Chaque rectorat aura aussi son « guichet unique » pour les entreprises qui « ne savent pas par quel bout prendre la maison Education nationale », annonce Jean-Michel Blanquer. Cette mesure doit aussi permettre de « systématiser les partenariats entre lycées professionnels et entreprises ». Car l'Education nationale « évaluera l'importance des partenariats réalisés avec les entreprises », le ministre parlant d'un « jumelage accentué entre entreprises et lycées professionnels ».

« Une centaine de projets P-Tech »

Une autre piste existe pour rapprocher l'école de l'entreprise, avec le dispositif P-Tech. Conçus par IBM aux Etats-Unis, ces partenariats public privé visent à « coacher » des élèves de la seconde professionnelle jusqu'à l'obtention de leur BTS avec du mentorat et des stages, dans l'enceinte d'un lycée professionnel. Des expérimentations ont été menées en France depuis 2019 avec IBM, Orange et BNP Paribas. « On souhaite aller plus loin en démultipliant les initiatives sur l'ensemble du territoire grâce à un travail de sensibilisation au niveau de chaque département, ce qui nous permettra d'engager une centaine de projets dans les prochaines années », annonce Jean-Michel Blanquer.
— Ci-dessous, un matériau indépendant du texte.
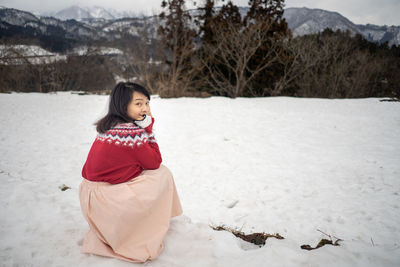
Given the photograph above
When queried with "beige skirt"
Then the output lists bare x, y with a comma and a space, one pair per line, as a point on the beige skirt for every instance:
129, 221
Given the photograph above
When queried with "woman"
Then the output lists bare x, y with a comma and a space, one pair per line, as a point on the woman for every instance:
127, 196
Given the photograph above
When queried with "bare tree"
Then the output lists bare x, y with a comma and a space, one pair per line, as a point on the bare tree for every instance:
227, 60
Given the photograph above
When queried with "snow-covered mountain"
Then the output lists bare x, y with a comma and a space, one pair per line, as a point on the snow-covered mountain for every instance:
89, 13
99, 23
306, 21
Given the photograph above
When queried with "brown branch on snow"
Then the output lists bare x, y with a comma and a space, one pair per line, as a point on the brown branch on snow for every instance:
323, 242
255, 238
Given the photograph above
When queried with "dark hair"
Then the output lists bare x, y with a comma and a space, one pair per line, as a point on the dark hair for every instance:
120, 98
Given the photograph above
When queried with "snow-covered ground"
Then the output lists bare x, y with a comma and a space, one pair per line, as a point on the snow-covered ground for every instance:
287, 165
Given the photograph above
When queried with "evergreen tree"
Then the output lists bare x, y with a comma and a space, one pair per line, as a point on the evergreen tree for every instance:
269, 15
177, 37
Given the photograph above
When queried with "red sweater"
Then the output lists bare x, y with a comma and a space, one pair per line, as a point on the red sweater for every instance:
121, 154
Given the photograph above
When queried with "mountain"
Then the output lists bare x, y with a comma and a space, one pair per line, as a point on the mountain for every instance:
97, 23
89, 13
306, 21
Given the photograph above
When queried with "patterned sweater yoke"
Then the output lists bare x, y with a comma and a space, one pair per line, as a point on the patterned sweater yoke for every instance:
126, 134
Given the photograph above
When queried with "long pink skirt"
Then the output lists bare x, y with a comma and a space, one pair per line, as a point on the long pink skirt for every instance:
128, 221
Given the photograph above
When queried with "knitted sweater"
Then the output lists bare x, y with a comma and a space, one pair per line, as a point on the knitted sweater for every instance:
121, 154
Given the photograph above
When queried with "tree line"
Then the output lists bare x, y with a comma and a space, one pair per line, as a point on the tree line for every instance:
224, 51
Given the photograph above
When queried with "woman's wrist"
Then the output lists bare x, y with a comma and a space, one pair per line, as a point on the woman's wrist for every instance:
145, 123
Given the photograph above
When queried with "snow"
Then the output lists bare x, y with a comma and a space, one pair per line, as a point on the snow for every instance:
283, 165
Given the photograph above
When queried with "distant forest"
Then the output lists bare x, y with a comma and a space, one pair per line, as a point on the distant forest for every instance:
225, 54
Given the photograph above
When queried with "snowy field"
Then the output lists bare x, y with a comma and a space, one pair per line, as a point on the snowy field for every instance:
297, 167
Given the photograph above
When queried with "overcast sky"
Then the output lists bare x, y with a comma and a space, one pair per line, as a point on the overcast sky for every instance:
358, 11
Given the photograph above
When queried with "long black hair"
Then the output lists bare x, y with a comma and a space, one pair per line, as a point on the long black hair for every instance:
120, 98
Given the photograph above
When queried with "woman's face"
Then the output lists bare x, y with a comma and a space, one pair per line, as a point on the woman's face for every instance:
138, 107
« Ce dispositif, c'est la crème de la crème, s'il ne peut pas être généralisé à l'ensemble des élèves, il peut inspirer d'autres initiatives », estime Antoine Frérot. « Il peut être une locomotive », assure Jean-Michel Blanquer qui voit dans le plan « un jeune, un mentor » lancé par le gouvernement « un dispositif cousin ».